I realize that Limbaugh's faux-pology is what's driving the headlines and rightfully so. I won't pretend I'm not enjoying seeing him live the consequences of his actions. But I came across another "too little, too late" apology this morning. That of Senator Lisa Murkowski (R, Alaska) who regrets having voted for last week's Blunt Instrument Amendment.
Lisa Murkowski Regrets Voting For Blunt Amendment
"I have never had a vote I've taken where I have felt that I let down more people that believed in me,"
Well boo friggidy hoo.
I have a very hard time believing she was this clueless going into the vote about what the fallout would be. A bit more of this introspection ( and just flat out common sense) would have been helpful before the vote. Despite the fact that we prevailed, the margin was too slim for comfort. The principle was even more important. Her claims of being a moderate were forfeited with this vote and it's a little shallow and convenient to come out now, after the fact, amidst a shitstorm of fallout and commitment by women and allies that we will not be taken back to the 1950's.
Julia O'Malley who writes for The Anchorage Daily News requested (and didn't expect to get but did ) an interview with Senator Murkowski during her return to Alaska for the Iditarod.
From The Anchorage Daily News
She said she voted for the Blunt Amendment (proposed by Missouri Sen.

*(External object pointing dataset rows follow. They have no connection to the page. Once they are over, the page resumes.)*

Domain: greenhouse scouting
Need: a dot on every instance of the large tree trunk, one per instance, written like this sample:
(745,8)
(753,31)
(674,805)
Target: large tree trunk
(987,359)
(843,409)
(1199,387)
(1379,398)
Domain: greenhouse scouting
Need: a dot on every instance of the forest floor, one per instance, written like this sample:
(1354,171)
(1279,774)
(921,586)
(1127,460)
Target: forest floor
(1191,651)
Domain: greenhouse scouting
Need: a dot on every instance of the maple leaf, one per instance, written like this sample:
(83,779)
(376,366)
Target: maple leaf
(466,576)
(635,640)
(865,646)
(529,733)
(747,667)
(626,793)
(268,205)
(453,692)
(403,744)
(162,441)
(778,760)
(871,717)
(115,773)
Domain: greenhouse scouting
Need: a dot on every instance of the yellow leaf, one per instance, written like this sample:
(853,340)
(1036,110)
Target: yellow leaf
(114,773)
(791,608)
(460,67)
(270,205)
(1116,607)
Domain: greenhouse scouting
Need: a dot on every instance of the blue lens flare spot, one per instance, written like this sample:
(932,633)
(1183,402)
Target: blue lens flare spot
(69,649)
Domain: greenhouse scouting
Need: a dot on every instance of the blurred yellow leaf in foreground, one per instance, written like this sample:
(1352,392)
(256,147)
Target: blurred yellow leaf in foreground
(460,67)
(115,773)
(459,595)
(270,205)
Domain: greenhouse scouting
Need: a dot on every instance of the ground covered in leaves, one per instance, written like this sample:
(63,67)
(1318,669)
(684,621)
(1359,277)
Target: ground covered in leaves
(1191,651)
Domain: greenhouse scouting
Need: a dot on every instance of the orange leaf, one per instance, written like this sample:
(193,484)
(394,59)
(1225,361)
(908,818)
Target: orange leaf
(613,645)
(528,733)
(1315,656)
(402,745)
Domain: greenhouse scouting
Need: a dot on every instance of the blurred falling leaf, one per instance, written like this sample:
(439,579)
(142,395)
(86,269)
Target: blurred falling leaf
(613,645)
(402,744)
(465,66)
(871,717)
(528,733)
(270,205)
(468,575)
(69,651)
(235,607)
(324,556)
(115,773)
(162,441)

Roy Blunt), to send a message that the health care law needed a stronger clause for religious conscience. It was supposed to be a vote for religious freedom, she said, but to female voters back home it looked like a vote against contraception. The language of the amendment was "overbroad," she said.
"If you had it to do over again, having had the weekend that you had with women being upset about the vote, do you think you would have voted the same?" I asked.
"No," she said.
Perhaps if the political climate in Washington was different, I'd be more forgiving. Perhaps if the GOP wasn't hell bent on regulating every uterus in the nation, I'd be more forgiving. Perhaps if the GOP didn't reflexively oppose every single thing that the Administration proposes, I'd be more forgiving.
But I'm not. Murkowski knows the lay of the land and if she doesn't she shouldn't be there. This is the same claptrap we get from Collins and Snowe. You cannot have the right wing love you and then be regretful about betraying women. For now, those two things remain in opposition.
She called the Blunt Amendment a "messaging amendment" that "both sides know is not going to pass."
It almost did Senator. It almost did, and you helped that. Your apology is cold comfort.